BBC presenters look back on their adventures throughout Indonesia and Mongolia, situated in earth's largest continent - Asia.
Steve Backshall looks back on one particularly unnerving adventure in Indonesia, a place very close to his heart, where he and his crew were chased by the world's largest venomous lizards - a group of ravenous, three-metre-long Komodo dragons. George McGavin, meanwhile, recounts a slightly more sedate adventure in Indonesia: the time when he filmed in a school for orangutans in the middle of the Sumatran rainforest.
Chris Packham also has fond memories of Sumatra, as he recalls how, in 1998, he took a batch of photographs of the Orang Rimba people, a group of hunter-gatherers who live in the rainforest. Wildlife cameraman Colin Stafford-Johnson also has an affinity with the archipelago; he looks back on his time spent filming Peanut, Hero, Tarzan and the rest of the monkeys that live on the island of Sulawesi.

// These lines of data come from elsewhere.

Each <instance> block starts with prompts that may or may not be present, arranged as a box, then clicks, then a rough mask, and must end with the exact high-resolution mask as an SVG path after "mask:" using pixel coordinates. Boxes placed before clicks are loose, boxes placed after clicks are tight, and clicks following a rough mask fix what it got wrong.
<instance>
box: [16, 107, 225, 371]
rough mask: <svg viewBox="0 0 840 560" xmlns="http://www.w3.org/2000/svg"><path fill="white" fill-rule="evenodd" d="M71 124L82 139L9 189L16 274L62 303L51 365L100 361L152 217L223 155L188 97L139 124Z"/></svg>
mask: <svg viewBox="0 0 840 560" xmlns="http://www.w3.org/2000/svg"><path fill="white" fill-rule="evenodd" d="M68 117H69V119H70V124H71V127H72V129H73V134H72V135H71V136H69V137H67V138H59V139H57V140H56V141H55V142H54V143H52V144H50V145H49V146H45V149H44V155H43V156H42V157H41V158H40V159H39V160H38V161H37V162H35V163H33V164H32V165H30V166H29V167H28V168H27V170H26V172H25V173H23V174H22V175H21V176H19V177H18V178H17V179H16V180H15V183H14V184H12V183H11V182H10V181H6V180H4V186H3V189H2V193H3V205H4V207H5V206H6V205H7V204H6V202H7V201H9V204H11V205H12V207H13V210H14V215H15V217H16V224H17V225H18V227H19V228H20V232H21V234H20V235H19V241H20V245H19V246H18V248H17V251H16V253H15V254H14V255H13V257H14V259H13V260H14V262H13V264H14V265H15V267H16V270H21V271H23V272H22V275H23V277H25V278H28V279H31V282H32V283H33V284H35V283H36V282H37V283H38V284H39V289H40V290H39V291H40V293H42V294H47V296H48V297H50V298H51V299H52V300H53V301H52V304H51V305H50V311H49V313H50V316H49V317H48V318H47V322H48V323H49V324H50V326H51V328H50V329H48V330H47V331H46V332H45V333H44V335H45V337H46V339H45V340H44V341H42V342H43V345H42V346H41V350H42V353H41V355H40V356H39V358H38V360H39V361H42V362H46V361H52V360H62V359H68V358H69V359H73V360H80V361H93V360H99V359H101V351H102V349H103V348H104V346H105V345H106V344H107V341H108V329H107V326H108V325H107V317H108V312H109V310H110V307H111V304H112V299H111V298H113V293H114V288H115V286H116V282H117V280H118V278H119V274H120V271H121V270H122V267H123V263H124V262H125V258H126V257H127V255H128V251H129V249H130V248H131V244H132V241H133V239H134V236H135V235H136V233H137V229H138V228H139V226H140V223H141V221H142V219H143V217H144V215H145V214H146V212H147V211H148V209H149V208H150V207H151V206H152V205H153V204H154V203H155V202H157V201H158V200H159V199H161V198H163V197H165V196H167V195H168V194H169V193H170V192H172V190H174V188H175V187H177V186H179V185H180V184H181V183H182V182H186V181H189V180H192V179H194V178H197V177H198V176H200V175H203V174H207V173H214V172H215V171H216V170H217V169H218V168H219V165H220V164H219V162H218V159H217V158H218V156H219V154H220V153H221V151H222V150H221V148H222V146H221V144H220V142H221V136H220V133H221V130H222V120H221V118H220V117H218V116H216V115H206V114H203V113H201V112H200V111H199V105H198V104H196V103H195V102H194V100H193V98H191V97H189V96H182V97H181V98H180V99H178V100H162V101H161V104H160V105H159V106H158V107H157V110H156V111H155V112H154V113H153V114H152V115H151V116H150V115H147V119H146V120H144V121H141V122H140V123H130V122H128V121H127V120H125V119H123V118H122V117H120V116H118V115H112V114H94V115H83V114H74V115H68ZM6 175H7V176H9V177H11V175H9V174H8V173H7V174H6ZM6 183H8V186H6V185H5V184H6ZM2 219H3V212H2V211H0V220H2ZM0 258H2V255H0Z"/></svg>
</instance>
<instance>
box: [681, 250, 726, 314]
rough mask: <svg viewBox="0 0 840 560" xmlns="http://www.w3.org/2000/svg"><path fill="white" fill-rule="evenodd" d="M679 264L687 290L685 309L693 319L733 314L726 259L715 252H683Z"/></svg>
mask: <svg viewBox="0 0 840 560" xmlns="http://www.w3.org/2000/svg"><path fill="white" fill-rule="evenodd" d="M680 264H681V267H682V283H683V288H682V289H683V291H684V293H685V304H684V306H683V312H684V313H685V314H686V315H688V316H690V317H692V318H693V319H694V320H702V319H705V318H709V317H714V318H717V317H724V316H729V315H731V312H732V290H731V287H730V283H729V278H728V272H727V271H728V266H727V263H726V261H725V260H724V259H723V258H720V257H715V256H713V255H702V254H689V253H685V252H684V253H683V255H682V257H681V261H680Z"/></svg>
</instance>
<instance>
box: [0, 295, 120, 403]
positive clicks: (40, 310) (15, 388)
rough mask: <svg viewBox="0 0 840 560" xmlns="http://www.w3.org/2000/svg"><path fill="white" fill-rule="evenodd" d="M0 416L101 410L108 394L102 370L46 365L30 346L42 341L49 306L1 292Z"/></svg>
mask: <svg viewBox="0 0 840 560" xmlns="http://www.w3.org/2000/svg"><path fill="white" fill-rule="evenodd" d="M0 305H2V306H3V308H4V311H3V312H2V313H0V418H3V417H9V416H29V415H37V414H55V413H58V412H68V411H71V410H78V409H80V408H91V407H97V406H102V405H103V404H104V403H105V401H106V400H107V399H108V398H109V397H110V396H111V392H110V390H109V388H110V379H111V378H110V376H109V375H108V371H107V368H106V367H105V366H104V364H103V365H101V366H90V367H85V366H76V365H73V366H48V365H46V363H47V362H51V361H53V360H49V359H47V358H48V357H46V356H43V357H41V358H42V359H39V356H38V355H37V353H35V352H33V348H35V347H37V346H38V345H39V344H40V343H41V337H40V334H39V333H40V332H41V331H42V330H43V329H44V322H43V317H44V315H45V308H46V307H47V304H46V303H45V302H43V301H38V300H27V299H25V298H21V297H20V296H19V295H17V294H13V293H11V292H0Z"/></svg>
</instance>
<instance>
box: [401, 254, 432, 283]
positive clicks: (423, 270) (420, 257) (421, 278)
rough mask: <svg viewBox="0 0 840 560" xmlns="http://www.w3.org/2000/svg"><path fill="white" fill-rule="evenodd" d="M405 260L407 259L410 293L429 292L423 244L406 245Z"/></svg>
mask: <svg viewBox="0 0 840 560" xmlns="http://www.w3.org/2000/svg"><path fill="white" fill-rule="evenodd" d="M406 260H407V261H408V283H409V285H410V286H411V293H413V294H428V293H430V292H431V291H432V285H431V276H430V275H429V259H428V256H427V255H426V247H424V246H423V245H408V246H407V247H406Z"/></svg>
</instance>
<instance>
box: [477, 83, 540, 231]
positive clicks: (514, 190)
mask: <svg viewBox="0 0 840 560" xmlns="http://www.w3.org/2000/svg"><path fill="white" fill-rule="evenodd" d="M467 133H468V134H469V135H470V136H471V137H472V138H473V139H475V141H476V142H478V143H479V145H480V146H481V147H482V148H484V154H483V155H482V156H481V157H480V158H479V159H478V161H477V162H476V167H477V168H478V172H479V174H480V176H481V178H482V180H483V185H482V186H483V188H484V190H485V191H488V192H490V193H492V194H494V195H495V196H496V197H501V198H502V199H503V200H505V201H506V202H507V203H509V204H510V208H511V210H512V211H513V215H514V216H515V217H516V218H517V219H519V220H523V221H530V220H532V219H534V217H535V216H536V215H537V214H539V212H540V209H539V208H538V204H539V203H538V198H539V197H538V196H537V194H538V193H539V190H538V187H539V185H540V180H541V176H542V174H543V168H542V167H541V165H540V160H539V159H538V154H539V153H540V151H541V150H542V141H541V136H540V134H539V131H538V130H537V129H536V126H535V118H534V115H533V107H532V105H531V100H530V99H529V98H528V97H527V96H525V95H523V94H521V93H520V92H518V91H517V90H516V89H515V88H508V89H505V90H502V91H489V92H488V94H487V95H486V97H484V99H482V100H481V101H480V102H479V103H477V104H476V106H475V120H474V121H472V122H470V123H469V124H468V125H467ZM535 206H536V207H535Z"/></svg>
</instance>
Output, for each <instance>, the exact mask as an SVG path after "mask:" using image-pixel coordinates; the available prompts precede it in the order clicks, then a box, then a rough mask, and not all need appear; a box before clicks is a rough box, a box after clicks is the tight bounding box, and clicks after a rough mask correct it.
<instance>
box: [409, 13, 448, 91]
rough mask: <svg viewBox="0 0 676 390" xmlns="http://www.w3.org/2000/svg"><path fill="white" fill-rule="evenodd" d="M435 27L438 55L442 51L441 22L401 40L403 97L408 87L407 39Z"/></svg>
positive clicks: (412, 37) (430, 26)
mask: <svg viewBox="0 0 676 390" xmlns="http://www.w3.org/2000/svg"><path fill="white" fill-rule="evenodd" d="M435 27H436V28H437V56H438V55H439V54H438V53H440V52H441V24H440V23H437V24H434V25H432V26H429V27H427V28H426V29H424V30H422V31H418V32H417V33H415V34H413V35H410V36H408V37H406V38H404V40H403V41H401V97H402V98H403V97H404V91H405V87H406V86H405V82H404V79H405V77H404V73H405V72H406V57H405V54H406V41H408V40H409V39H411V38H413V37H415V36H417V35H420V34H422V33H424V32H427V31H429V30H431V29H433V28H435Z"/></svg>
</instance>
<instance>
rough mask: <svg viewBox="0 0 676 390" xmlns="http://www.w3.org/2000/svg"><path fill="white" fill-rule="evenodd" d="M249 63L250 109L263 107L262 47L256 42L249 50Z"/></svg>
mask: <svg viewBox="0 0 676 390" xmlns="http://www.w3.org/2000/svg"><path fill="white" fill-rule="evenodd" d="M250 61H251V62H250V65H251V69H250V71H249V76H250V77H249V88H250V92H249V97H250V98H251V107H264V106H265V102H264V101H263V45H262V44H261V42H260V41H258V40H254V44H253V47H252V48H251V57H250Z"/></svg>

From the lush islands of Indonesia in the south of the continent, we travel north to the vast lands of Mongolia. Wildlife camerawoman Sue Gibson was sent there a few years ago to film Pallas's cats in one of the most physically and mentally demanding shoots of her career. And Gordon Buchanan reminisces about his time filming Kazakh nomads, who hunt with golden eagles on horseback.